Mark Rimkufski, 49, was charged with falsely impersonating a law enforcement officer. He could also face federal charges.
COURTESY MIAMI-DADE CORRECTIONS
Carrying a ''Fisher Island Chief of Police'' badge and claiming he was a U.S. air marshal, Mark Rimkufski convinced Miami airline employees to allow him on a flight after the gate had closed, police said.
The ruse landed him in jail, Miami-Dade police said, when he was confronted -- by real air marshals on the plane.
Rimkufski, 49, was later charged with falsely impersonating a law enforcement officer. He was scheduled to appear in Miami-Dade court Thursday but did not because he was hospitalized for unspecified reasons.
There is no Fisher Island police department.
Rimkufski, a former island resident who also goes by the name Harry Henry Rimm, also faces a federal charge of impersonating an air marshal. When arrested, he was carrying nearly $14,000 in cash and had plans to travel to Los Angeles, Hawaii and Dubai.

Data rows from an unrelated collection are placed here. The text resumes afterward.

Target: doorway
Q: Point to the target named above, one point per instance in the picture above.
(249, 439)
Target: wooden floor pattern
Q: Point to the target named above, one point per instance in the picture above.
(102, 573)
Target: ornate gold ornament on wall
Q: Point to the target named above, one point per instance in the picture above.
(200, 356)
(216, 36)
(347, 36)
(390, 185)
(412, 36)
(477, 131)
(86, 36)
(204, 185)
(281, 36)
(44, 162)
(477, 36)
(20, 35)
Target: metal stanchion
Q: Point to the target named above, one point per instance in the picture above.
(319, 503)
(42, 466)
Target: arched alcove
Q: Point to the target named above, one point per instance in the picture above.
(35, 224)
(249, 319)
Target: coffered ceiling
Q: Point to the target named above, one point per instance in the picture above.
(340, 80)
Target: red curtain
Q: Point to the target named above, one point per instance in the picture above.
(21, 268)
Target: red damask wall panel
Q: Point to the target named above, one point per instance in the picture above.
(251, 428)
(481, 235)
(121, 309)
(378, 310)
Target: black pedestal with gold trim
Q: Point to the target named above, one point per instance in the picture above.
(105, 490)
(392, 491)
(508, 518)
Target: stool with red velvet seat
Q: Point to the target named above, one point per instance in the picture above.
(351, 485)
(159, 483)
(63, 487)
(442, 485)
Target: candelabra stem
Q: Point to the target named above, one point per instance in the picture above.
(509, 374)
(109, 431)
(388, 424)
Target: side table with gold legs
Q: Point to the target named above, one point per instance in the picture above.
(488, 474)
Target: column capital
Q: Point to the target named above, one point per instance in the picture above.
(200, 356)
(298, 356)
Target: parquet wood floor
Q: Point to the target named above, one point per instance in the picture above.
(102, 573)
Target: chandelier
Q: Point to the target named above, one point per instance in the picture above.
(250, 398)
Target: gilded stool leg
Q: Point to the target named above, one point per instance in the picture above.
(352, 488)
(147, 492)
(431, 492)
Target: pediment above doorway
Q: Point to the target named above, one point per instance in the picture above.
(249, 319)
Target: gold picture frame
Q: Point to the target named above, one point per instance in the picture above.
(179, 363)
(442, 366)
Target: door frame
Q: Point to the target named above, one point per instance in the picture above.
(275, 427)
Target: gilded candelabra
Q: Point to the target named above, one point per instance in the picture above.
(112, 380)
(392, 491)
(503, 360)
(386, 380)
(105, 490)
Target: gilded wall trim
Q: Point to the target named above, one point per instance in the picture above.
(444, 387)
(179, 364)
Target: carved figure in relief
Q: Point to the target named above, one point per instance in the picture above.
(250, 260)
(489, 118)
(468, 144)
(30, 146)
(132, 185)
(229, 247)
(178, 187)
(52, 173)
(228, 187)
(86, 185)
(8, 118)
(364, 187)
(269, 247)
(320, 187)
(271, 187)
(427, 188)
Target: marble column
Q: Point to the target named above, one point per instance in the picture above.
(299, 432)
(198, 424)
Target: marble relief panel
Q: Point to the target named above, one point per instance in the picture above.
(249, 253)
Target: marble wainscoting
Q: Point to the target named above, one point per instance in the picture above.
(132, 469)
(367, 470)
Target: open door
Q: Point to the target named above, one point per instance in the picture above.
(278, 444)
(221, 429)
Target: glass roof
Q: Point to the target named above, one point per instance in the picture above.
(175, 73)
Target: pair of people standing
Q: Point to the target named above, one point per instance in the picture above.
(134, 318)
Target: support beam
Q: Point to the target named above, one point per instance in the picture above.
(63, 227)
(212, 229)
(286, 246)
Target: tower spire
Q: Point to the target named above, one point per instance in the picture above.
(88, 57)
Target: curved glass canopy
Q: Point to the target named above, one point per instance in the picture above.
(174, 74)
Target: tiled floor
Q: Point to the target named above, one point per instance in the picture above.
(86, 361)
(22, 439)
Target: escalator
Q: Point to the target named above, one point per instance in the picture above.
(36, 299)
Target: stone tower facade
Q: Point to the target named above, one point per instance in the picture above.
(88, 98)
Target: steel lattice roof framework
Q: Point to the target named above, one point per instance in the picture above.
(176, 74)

According to Miami-Dade Detective Javier Prellezo's arrest report, this is what happened:
On Wednesday night, Rimkufski was rushing to Miami International Airport to catch American Airlines Flight 299, bound for Los Angeles. But the gate had already closed and the plane was departing.
He flashed his Fisher Island badge to employees at the ticket counter, announcing he was an air marshal. Employees stopped the plane and allowed him to board.
But real air marshals inspected his badge and booted him from the plane. Why they did not detain him was unclear but the plane went on its way.
Then, Rimkufski went to the Admiral's Club bar and restaurant and began loudly complaining about not being allowed on the flight.
Miami-Dade airport police came and arrested him.